Such stories often followed a plotline of who does and doesn’t belong, an us-versus-them popularized by Arpaio and magnified by the President in ranting tweets speckled with typos, that impose a narrow, two-dimensional definition of citizenship in a multidimensional state. Arpaio’s discriminatory approach to law enforcement—a federal judge found that he and his deputies had targeted Latinos in traffic stops and crime-suppression operations—ruled county streets and jails, earning him a faithful following among fearful white voters, who kept him in office for twenty-four years and shaped the state’s political image. His legacy is built on the foundations of the abuse he allowed to fester among the sheriff’s deputies who worked in the jails and patrolled the streets, the many millions of taxpayer dollars paid out in settlements to lawsuits, and the lives he upended with his wanton approach to law enforcement.

I often tell my students about the power of words and how much they matter—how much the way we describe people defines them to the world, which is perhaps a writer’s most awesome responsibility. Through the words and pictures that we paint in people’s minds, we can construct alternate realities where one’s place in society’s stratified totem pole is determined by where they’re from, how they talk, and their hue. We can believe, for example, that Greeks and Romans were as white as the marble statues we see in the finest museums, even though archeologists and other scholars have proven that these were, in fact, originally tinged in vivid colors. In “The Myth of Whiteness in Classical Sculpture,” her article in the October 29 issue of The New Yorker, Margaret Talbot writes eloquently about the political and moral implications of what she calls “the cult of the unpainted sculpture” and the fallacy of “an unblemished lineage of white Western culture” stretching back centuries. She tells us that “bronzed skin was associated with the heroes who fought on battlefields and competed as athletes, naked, in amphitheaters.”

In Arizona, I see these bronzed heroes in the brown-skinned young immigrants whose personal narratives defy the notion that citizenship must apply exclusively to those who are born here or who are granted the privilege after meeting certain criteria. Their battlefields are the streets and the halls of power, where they speak of their cause as one that is worth embracing: that the lives they’ve lived in this country have value in and for this country, a country that they fully believe they are a part of. But to the federal agents who patrol the north side of the fence that demarcates territorial limits on the border, they are the “invaders” who must be returned to where they came from—and those who are like them must be kept on the other side.

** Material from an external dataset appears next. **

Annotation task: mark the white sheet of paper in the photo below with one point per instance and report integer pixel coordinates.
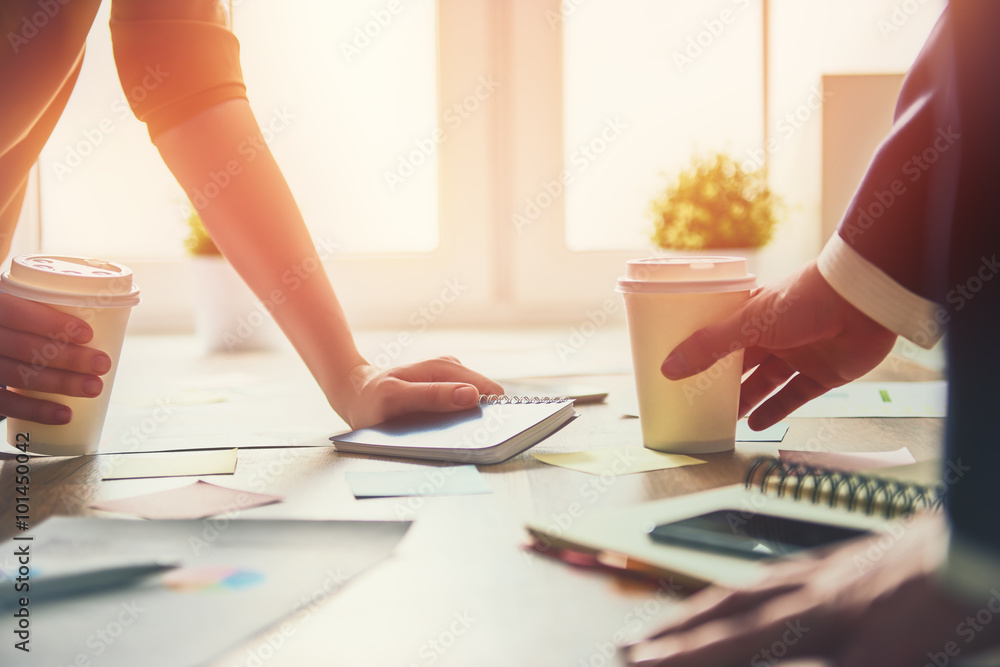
(172, 464)
(774, 433)
(424, 481)
(880, 399)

In this present-day battlefield that is the border, troops stand at the ready and tear gas rains on impoverished women and children whom President Trump has declared a national-security threat. They are the counterpoint to the image of law and order conveyed by agents, soldiers, and armed vigilantes protecting the border, self-proclaimed patriots whose skin is white and who are thought to bleed red, white, and blue.

*

As a child, Abril Gallardo harvested tomatoes and grapes in the Mexican state of Baja California alongside her parents, whose daily labor was fueled by the dream of a better life for their children “en el otro lado”—on the other side. They crossed the border when Abril was twelve, in 2003. Three years later, voters in Arizona approved a proposition that barred undocumented college students from paying in-state tuition, an omen of what was to come. In 2010, Republican Governor Jan Brewer signed Senate Bill 1070 into law, giving law-enforcement officers the right to ask about the citizenship status of anyone they pulled over.

Abril’s parents, like so many others, receded into the shadows by keeping their status as undocumented immigrants hidden from all but their closest relatives and friends. They fought to stay invisible while still living a life that, on its surface, seemed very American: work, meetings at school, family dinners, Sundays at church.

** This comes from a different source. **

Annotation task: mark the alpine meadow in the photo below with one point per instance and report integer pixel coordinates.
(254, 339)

Within this divided existence, Abril forged her own brand of citizenship. She joined an eclectic army of young Latinos—some of them also undocumented immigrants, and others US-born children of undocumented parents, not yet old enough to vote. Ahead of every election, the members of a grassroots group called Living United for Change in Arizona—or Lucha, the Spanish word for “fight”—knock on doors and tell their stories to people who are eligible to vote. They register new Latino voters and convince those who are already registered to vote by inspiring citizens with their stories, the stories of non-citizens.  

“There are undocumented immigrants who say their opinions don’t matter because they can’t vote, but I tell them that’s not true,” Abril told me. “I have a voice and my voice is in the power I exercise as I mobilize my friends and my neighbors who are citizens.”

Abril rose from field organizer to leadership within Lucha over seven years. She has long, wavy, chestnut-brown hair that she wraps in a bun when she’s busy. It’s often in a bun. Her braces make Abril seem younger than her twenty-five years, but there is an intensity about her—in the way she laughs and also in the way she gazes at you when you talk, as if there is nothing else she would rather do than listen. She seems to be always searching for solutions.

People like Abril fit the definition of good citizens, yet are not American citizens in the eyes of the law. In life and practice, they transcend the neat divide between citizen and non-citizen. Their connection to this country is much more meaningful than any I’ve ever experienced because this is the place that has made them who they are, even as it has tried to exclude them. Though they weren’t born here, they are a product of all that the United States imagines itself to be: industrious, tenacious and brave. They operate from a place of civic power, mobilizing citizen surrogates to vote. Their surrogates believe, as they do, that citizenship is something that is shared; that the power of a single vote equals the power of effecting collective change, and that, undocumented or not, they are part of the collective.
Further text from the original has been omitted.